But I did have some worthy, if wholly undeveloped, instincts. Those instincts saved me from my worst fears and bought me some time to begin understanding what passable teaching looks like—and, over the years, what aspirational teaching looks like.
As each week passed, my vision and sense of what it means to be a teacher began to develop. Although I rarely understood cause and effect in the moment, the next six months in the company of those high school sophomores and juniors helped me lay a foundation for what we often call classroom management.
Here are the lessons I learned.
See, Hear, Value, and Accept Each Student as an Individual: Effective "classroom management" and effective teaching begin with a teacher who is, to a significant degree, smitten with the students as individual human beings and relishes the opportunity to make a difference in their lives. Young people need to feel seen, heard, accepted, and valued. They experience learning in a far more motivating context when they see that their teacher wants to teach them important things than when they conclude that the teacher is largely about teaching content and that their presence in the classroom is secondary. This caring is the foundation of trust between students and teachers and thus the foundation of effective classroom management and effective teaching.
Structure the Class in Service of Learning: Learning requires structure and order, but the structure and order should be in service of learning—not for the sake of demonstrating who’s in charge. If the first day of school is about going over classroom procedures and listening to the consequences of violating them, students will find it difficult to feel that the environment is safe and welcoming or that the teacher finds them trustworthy. Young people, like all of us, need structure in their lives but how and why teachers go about establishing that order makes a great difference.
Effective Teaching Naturally Leads to Effective Classroom Management: Effective classroom management is not a separate entity from effective teaching. If “what” we teach and “how” we teach are lively, varied, sometimes surprising, often joyful and meaningful, both teachers and learners are largely relieved from the burdens implicit in teacher-student power struggles.

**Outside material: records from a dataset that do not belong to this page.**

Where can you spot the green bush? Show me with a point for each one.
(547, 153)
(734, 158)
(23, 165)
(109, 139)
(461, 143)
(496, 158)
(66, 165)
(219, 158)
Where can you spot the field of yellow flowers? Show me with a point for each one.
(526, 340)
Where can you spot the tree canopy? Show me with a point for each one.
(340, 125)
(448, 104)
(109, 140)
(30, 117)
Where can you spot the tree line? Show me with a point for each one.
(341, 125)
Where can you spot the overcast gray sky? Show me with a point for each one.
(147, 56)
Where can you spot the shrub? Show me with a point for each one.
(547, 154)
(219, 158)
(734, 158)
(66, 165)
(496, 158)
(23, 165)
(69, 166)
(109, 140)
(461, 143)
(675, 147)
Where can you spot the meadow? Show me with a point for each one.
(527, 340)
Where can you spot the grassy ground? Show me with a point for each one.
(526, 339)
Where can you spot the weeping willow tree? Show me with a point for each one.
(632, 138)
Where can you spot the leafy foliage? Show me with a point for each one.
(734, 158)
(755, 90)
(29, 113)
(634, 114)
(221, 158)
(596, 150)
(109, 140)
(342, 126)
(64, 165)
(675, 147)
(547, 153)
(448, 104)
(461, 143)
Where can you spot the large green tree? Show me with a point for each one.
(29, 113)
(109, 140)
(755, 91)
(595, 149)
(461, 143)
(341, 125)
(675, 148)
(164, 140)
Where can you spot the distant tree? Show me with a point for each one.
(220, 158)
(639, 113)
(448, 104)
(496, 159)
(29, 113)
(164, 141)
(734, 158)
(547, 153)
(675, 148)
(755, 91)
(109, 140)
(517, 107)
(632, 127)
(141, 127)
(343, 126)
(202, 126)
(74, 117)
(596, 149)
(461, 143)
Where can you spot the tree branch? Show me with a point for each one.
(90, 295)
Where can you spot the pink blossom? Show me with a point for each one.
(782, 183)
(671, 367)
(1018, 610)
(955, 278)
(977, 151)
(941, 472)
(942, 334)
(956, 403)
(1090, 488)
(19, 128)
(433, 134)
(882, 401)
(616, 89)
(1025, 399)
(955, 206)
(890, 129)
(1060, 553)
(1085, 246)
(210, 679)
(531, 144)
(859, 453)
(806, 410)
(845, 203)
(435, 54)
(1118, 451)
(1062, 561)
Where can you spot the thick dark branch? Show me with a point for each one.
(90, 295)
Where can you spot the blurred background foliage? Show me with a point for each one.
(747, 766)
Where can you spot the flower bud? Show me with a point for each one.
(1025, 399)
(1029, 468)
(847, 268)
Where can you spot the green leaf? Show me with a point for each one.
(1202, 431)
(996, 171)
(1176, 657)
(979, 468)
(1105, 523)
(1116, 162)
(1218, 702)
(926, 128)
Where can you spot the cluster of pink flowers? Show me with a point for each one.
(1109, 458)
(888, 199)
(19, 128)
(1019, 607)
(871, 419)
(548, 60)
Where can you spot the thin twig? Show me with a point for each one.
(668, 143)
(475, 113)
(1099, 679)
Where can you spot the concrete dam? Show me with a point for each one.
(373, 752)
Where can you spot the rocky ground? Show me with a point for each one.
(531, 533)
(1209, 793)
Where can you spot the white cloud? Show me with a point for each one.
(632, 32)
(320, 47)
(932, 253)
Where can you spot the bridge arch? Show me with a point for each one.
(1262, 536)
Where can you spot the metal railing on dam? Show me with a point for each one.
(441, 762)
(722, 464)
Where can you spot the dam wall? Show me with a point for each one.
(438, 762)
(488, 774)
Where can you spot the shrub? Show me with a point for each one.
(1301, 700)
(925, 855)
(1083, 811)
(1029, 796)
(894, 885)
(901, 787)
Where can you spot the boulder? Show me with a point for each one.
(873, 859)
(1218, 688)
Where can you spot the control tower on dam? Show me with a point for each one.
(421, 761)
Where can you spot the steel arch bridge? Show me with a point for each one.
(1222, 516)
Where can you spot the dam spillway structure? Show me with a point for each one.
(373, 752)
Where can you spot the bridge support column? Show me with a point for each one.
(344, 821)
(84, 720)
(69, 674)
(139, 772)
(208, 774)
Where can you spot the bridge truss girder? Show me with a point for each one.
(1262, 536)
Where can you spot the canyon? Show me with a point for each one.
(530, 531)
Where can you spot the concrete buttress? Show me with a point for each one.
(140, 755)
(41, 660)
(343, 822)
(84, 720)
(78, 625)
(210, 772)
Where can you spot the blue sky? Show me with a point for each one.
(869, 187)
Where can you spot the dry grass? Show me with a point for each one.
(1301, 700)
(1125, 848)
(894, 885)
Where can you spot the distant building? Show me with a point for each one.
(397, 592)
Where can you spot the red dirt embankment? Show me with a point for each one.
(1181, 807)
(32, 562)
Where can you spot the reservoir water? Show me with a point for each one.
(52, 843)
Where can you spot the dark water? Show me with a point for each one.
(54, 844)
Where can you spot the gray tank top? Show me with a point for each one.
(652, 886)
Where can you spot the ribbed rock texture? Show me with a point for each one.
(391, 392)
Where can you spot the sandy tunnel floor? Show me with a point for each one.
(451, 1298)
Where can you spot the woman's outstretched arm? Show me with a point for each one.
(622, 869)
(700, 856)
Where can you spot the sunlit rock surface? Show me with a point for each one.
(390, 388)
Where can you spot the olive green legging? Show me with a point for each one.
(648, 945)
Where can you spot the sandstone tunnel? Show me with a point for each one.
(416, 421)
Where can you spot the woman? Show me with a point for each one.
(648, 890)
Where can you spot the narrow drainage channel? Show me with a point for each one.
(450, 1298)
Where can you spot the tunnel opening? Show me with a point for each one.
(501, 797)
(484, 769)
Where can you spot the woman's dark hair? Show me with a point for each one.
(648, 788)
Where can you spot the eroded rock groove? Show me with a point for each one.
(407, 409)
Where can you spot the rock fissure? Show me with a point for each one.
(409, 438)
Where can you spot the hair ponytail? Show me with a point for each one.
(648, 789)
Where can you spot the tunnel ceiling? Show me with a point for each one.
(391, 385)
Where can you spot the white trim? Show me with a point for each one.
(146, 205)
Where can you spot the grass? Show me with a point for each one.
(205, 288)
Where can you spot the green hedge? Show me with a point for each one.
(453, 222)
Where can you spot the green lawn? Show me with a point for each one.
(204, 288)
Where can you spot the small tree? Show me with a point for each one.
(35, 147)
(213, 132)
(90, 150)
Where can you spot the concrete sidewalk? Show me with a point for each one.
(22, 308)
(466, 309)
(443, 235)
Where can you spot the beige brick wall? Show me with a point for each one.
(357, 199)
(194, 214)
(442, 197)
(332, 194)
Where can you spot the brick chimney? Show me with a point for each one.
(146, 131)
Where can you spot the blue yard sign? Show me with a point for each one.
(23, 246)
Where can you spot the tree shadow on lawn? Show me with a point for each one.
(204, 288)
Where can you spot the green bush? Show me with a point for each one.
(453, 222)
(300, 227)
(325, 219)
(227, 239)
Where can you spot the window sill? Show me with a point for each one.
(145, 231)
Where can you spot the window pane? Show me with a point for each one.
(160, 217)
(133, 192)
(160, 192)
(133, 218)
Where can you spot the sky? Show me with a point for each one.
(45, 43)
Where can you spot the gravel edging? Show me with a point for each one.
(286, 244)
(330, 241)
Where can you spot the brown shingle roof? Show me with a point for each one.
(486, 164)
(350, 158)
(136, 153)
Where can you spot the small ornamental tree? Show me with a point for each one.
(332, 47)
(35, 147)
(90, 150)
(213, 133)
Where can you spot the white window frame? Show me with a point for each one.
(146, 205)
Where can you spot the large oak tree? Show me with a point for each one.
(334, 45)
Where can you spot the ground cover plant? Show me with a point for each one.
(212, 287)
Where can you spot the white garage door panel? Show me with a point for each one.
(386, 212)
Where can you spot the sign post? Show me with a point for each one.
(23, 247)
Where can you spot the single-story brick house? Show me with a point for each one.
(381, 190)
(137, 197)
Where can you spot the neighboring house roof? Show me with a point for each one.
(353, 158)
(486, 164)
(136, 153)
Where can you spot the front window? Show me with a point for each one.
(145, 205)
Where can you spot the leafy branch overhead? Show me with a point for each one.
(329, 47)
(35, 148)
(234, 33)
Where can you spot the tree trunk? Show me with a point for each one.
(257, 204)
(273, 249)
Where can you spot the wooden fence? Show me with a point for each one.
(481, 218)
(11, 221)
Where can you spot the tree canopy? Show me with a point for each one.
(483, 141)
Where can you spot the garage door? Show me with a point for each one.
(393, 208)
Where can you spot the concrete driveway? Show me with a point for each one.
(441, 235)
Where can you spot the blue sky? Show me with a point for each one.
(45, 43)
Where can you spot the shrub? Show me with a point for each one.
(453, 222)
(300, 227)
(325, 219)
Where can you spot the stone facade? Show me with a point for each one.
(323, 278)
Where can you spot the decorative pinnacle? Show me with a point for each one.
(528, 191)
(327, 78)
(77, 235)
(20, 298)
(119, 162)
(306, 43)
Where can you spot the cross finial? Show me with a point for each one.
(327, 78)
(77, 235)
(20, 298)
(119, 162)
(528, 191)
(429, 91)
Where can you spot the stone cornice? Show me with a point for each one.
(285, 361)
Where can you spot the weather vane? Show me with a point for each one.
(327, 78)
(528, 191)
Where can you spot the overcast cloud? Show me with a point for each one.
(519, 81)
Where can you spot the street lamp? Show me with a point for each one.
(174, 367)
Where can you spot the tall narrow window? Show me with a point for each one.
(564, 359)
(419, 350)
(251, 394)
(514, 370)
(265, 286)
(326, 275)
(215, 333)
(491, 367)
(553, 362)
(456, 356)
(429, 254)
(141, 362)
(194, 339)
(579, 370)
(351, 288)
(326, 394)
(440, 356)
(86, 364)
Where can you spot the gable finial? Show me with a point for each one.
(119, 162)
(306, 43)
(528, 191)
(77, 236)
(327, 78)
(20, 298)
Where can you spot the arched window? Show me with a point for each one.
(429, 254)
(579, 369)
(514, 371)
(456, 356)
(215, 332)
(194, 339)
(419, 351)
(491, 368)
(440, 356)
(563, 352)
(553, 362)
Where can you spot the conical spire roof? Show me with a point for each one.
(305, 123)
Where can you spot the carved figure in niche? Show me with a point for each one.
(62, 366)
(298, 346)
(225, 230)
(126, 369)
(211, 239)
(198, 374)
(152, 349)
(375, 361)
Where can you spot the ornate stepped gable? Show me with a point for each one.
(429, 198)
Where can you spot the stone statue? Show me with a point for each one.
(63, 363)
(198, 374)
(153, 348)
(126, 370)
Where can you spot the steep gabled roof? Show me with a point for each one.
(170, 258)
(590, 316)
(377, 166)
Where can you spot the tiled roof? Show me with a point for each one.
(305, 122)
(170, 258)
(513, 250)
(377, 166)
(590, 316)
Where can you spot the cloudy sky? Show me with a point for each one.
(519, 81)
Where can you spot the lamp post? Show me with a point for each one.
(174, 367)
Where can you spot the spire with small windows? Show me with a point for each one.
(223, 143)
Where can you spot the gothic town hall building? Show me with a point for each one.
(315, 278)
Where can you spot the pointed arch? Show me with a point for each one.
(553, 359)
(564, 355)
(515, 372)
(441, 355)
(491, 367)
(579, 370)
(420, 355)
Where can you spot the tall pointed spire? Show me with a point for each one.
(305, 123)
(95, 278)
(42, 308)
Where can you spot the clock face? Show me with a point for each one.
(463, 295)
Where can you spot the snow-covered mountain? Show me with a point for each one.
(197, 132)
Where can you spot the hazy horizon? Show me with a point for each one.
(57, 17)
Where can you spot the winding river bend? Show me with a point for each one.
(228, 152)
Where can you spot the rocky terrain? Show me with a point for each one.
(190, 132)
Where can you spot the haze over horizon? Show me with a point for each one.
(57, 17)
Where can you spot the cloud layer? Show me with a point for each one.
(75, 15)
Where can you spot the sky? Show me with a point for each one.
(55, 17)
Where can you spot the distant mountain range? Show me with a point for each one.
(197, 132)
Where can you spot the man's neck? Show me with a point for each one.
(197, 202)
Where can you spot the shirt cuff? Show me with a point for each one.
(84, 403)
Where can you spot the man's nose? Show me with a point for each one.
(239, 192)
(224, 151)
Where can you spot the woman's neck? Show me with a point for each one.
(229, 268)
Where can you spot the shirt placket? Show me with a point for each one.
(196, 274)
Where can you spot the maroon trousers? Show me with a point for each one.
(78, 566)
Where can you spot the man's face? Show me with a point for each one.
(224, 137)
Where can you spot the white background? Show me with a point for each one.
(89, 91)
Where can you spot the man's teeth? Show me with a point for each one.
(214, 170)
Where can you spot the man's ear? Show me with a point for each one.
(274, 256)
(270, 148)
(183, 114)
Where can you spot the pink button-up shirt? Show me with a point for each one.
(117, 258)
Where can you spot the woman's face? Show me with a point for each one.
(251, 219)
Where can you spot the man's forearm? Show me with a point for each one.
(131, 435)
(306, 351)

Plan Proactively for When Lessons Go South: When we plan proactively for predictable classroom malfunctions, both we and our students are likely to be able to respond in ways that prevent derailments or at least maintain the dignity of those involved. We eliminate many, if not most, of the reasons students act out when we have a plan for when a lesson goes awry, when students get restless, whether to address (or ignore) minor or more significant behavioral issues, when lessons are just a bit briefer than the general attention span in a class, or when the work we ask students to do is neither consistently too difficult nor consistently too simple for their various points of entry into the work.
Humanizing the Classroom: I still dream about having a chance to reteach that year. There are so many things I would change. And yet, I never again saw the unruly, trash-talking, defiant teens with whom I spent the last day in my adult life when I was not technically a teacher. Perhaps the most important lesson they taught me was that effective "classroom management"—and, in fact, the better part of effective teaching—pivots on humanizing the classroom.